Supreme Court to Decide Alabama Redistricting Case
In Alabama Legislative Black Caucus v. Alabama and Alabama Democratic Conference v. Alabama the Supreme Court will decide whether Alabama’s redistricting plan violates Section 2 of the Voting Rights Act and the Fourteenth Amendment’s Equal Protection Clause by intentionally packing black voters into districts already containing a majority of black voters.
The Alabama legislature’s 2010 redistricting plan maintains the number of House and Senate majority-black districts. But because most of the majority-black districts were underpopulated, the Legislature “redrew the districts by shifting more black voters into the majority-black districts to maintain the same relative percentages of black voters in those districts.” Black voters allege that packing them into super-majority districts limits their potential influence in other jurisdictions.
Section 2 of the Voting Rights Act prohibits vote dilution, where the legislature enacts a voting scheme that intentionally minimizes or cancels out the voting potential of racial or ethnic minorities. The Fourteenth Amendment’s Equal Protection Clause prohibits gerrymandering, or separating voters into districts based on race.

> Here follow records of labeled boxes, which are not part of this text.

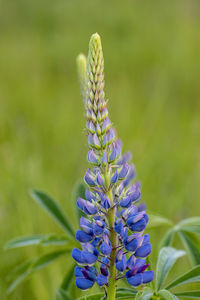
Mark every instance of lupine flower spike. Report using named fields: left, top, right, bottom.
left=72, top=33, right=154, bottom=300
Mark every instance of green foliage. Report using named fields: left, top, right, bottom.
left=155, top=247, right=185, bottom=291
left=166, top=265, right=200, bottom=289
left=149, top=215, right=200, bottom=265
left=135, top=247, right=200, bottom=300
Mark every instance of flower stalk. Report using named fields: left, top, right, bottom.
left=72, top=33, right=154, bottom=300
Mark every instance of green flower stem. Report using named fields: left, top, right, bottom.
left=107, top=190, right=117, bottom=300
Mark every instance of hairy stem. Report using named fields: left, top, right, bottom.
left=107, top=190, right=117, bottom=300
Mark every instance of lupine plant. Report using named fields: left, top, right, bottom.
left=6, top=34, right=200, bottom=300
left=72, top=34, right=154, bottom=300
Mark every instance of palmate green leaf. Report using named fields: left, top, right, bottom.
left=56, top=289, right=72, bottom=300
left=148, top=214, right=173, bottom=228
left=158, top=290, right=178, bottom=300
left=176, top=217, right=200, bottom=234
left=5, top=234, right=69, bottom=250
left=60, top=264, right=75, bottom=291
left=178, top=231, right=200, bottom=265
left=30, top=190, right=75, bottom=238
left=30, top=250, right=71, bottom=272
left=175, top=291, right=200, bottom=300
left=160, top=229, right=175, bottom=249
left=73, top=181, right=86, bottom=222
left=77, top=288, right=137, bottom=300
left=7, top=250, right=71, bottom=294
left=166, top=265, right=200, bottom=289
left=155, top=247, right=185, bottom=291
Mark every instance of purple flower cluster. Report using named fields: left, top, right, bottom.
left=72, top=34, right=154, bottom=290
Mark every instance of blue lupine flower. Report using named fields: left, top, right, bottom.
left=72, top=34, right=154, bottom=294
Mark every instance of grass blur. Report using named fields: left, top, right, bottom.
left=0, top=0, right=200, bottom=300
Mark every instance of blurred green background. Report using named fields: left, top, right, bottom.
left=0, top=0, right=200, bottom=300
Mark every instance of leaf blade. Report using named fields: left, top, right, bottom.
left=178, top=231, right=200, bottom=265
left=158, top=290, right=178, bottom=300
left=155, top=247, right=185, bottom=291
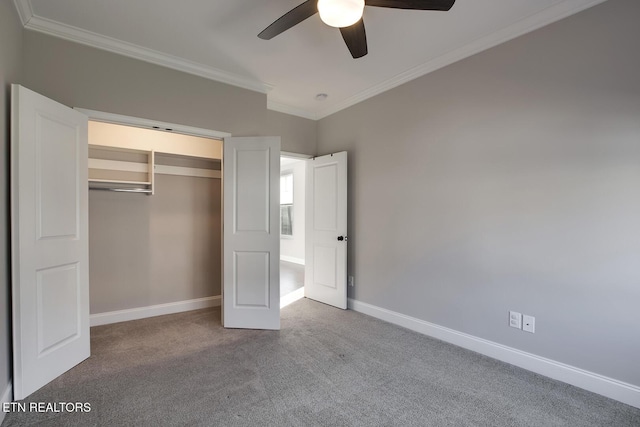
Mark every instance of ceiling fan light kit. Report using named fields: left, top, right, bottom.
left=258, top=0, right=456, bottom=59
left=318, top=0, right=364, bottom=28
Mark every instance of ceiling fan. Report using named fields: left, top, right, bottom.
left=258, top=0, right=456, bottom=58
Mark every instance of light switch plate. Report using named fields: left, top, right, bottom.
left=522, top=314, right=536, bottom=334
left=509, top=311, right=522, bottom=329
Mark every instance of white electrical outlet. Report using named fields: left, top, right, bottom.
left=522, top=314, right=536, bottom=334
left=509, top=311, right=522, bottom=329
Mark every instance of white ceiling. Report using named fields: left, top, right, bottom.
left=14, top=0, right=605, bottom=119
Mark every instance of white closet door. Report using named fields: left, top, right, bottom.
left=11, top=85, right=90, bottom=400
left=222, top=137, right=280, bottom=329
left=304, top=151, right=347, bottom=309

Two district court judges rejected the argument that vote dilution or racial gerrymandering occurred in this case. Race wasn’t the predominate motiving factor in creating the districts, instead the legislature “maintained the cores of existing districts, made districts more compact where possible, kept almost all of the incumbents within their districts, and respected communities of interest where possible.”
A dissenting judge disagreed. Judge Thompson opined that the drafters set a quota that they would not decrease the percent of black voters in any district. To achieve these quotas, the legislature “eliminated existing districts, created conflicts between incumbents, ignored legislators’ preferences, and split of huge volume of precincts.”
Redistricting in compliance with the Voting Rights Act and the U.S. Constitution is a perennial issued for state legislatures.